Introduction FeNO is a non-invasive surrogate marker of corticosteroid-responsive airway inflammation that may be measured using small portable devices. We aimed to determine (i) the reliability and feasibility of twice-daily FeNO home monitoring in adults with severe asthma, as well as (ii) to explore the relationship between serial FeNO measurements and gold standard markers of eosinophilic airway inflammation.

Methods Ten patients with severe asthma (BTS treatment steps 4/5) were recruited from the Difficult Asthma Clinic at Glenfield Hospital. Patients were provided with portable FeNO monitors (NOBreath, Bedfont Scientific Ltd., Maidstone, UK) for a period of eight weeks, and asked to record twice-daily FeNO (at a flow rate of 50 ml/s) and PEF readings, as well as daily visual analogue scores for cough, breathlessness and wheeze, using paper diaries. They attended fortnightly visits during the study period, at which they underwent sputum induction and full blood count.

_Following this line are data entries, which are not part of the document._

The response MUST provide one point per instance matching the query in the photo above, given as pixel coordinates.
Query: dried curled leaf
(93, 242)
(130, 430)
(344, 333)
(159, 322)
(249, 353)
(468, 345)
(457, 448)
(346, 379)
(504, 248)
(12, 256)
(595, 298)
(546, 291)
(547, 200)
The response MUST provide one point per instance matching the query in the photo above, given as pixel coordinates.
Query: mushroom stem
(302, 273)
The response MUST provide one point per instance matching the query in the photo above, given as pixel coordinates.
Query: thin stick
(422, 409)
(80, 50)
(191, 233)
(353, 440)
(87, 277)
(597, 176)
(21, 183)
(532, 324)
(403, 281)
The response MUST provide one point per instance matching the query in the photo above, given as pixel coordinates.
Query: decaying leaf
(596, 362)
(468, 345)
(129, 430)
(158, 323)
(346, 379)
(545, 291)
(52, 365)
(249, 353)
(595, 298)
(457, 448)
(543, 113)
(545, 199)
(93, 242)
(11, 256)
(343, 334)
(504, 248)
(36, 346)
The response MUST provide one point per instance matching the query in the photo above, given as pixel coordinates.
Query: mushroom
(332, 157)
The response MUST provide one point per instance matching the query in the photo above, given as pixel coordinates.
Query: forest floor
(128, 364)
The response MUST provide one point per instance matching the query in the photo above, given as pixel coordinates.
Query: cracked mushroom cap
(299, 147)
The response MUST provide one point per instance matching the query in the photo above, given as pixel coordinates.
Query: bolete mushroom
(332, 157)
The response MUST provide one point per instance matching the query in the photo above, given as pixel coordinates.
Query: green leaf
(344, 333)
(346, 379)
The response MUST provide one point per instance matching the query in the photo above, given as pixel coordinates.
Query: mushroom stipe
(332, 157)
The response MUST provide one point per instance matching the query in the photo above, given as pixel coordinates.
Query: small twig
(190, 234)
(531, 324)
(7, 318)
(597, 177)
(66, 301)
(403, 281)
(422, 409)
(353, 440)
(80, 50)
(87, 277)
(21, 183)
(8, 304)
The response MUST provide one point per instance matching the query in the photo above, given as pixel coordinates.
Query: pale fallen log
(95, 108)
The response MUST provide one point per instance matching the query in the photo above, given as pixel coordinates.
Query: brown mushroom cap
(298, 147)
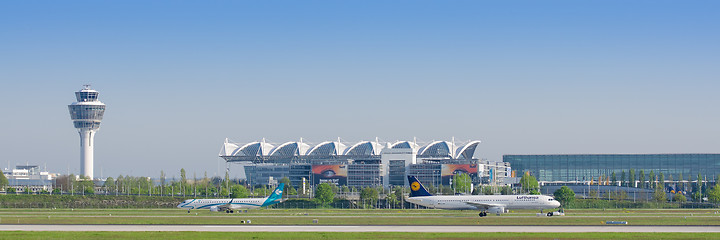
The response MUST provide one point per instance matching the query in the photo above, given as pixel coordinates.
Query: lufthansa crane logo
(415, 186)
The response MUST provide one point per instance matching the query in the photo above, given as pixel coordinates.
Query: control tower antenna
(87, 113)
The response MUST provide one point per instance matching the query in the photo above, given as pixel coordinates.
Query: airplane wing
(485, 206)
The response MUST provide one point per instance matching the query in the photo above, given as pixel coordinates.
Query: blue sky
(524, 77)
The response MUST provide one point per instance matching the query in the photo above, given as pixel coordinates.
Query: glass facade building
(590, 166)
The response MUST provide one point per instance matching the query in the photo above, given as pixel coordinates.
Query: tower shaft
(87, 113)
(87, 139)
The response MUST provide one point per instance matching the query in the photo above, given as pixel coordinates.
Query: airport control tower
(86, 114)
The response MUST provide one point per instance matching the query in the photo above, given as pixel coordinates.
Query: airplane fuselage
(222, 203)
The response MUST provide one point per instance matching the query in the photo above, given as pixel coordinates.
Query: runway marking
(315, 228)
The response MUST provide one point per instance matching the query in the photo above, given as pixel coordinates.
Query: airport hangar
(365, 163)
(578, 171)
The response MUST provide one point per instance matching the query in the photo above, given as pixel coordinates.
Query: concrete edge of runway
(356, 228)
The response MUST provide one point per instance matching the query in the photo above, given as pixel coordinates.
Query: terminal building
(29, 177)
(365, 163)
(584, 168)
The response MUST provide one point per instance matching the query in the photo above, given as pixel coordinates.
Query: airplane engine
(496, 210)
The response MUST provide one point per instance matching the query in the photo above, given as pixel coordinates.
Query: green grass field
(356, 217)
(372, 235)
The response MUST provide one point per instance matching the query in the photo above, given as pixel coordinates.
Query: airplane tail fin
(416, 188)
(275, 197)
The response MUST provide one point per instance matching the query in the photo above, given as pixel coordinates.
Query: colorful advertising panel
(332, 174)
(449, 170)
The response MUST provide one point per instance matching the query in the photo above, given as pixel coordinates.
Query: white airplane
(230, 204)
(485, 203)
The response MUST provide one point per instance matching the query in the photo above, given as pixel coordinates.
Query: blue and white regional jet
(229, 204)
(485, 203)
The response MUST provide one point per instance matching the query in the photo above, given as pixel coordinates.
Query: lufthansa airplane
(229, 204)
(485, 203)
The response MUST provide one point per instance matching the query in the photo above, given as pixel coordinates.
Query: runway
(320, 228)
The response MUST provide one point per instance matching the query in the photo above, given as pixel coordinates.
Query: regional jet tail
(229, 204)
(485, 203)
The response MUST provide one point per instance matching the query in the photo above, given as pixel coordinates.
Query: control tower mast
(87, 114)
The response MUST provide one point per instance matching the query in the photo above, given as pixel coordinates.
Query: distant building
(598, 168)
(365, 163)
(29, 176)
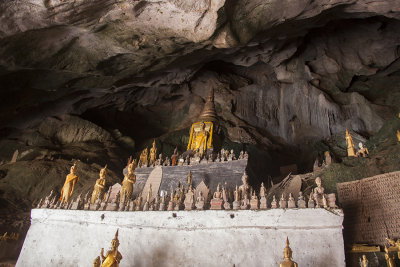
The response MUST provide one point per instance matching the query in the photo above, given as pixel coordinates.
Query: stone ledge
(191, 238)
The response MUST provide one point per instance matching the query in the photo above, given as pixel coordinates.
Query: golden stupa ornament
(287, 256)
(201, 132)
(351, 152)
(113, 256)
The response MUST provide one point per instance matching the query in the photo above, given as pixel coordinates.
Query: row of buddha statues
(390, 258)
(113, 257)
(147, 159)
(351, 151)
(243, 197)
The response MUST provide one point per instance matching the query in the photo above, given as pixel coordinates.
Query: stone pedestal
(254, 204)
(75, 237)
(216, 204)
(263, 203)
(236, 205)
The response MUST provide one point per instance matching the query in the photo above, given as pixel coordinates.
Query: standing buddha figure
(127, 183)
(287, 255)
(153, 154)
(351, 152)
(99, 186)
(69, 184)
(113, 256)
(143, 157)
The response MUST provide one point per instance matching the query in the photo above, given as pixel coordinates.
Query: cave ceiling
(286, 74)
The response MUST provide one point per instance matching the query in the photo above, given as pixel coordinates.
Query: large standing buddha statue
(202, 133)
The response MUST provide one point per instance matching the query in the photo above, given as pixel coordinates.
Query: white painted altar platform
(191, 238)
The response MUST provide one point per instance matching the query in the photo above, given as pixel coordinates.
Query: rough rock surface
(98, 80)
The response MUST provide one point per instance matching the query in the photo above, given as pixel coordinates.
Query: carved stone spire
(209, 113)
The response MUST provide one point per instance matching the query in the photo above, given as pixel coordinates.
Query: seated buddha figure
(127, 183)
(113, 256)
(69, 184)
(99, 186)
(287, 256)
(200, 138)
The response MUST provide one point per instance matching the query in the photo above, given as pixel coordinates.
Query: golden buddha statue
(153, 154)
(351, 152)
(389, 259)
(287, 255)
(113, 256)
(99, 186)
(127, 183)
(70, 181)
(201, 132)
(143, 157)
(189, 178)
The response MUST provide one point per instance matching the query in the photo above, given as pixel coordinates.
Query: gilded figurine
(363, 151)
(395, 244)
(153, 154)
(287, 255)
(127, 183)
(99, 186)
(70, 181)
(363, 261)
(143, 158)
(350, 145)
(113, 256)
(389, 259)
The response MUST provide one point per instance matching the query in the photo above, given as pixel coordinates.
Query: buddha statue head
(73, 169)
(103, 172)
(287, 251)
(115, 242)
(318, 181)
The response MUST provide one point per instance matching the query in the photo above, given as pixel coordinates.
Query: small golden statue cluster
(113, 256)
(7, 237)
(287, 256)
(351, 152)
(189, 198)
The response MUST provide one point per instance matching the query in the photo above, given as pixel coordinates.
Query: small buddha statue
(127, 183)
(363, 261)
(350, 145)
(189, 199)
(236, 202)
(153, 154)
(113, 256)
(200, 201)
(287, 256)
(99, 186)
(189, 178)
(282, 202)
(68, 188)
(244, 188)
(363, 151)
(291, 202)
(97, 262)
(254, 201)
(301, 203)
(274, 204)
(174, 157)
(143, 158)
(389, 259)
(319, 193)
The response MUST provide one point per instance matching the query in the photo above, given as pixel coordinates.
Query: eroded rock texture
(98, 80)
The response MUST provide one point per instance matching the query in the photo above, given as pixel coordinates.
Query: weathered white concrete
(192, 238)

Results Nine patients completed the study. The median (range) intraclass correlation coefficient of triplicate FeNO measurements was 0.83 (0.78 – 0.92) for morning measurements and 0.82 (0.71 – 0.97) for evening measurements. There was a median of 7.1% missing data (range 2.7 – 14.3%). FeNO measurements correlated strongly with sputum and blood eosinophil counts, with the strongest correlations observed with a 9-day FeNO moving average, and a lag time of -1 day for sputum eosinophils (r = 0.571, p < 0.001) and -2 days for blood eosinophil counts (r = 0.691, p < 0.0001), suggesting that changes in sputum and blood eosinophil counts tended to precede changes in FeNO by 1 and 2 days respectively. In contrast there were no consistent relationships seen between FeNO and either PEF or visual analogue scores.

Conclusion Home monitoring of FeNO is feasible and the measurements are repeatable. Daily FeNO measurements correlate strongly with sputum and blood eosinophil counts, and are most useful when a moving average is taken over approximately 9 days. Further studies are required to determine if daily FeNO measurements may have a role in predicting loss of asthma control or exacerbations.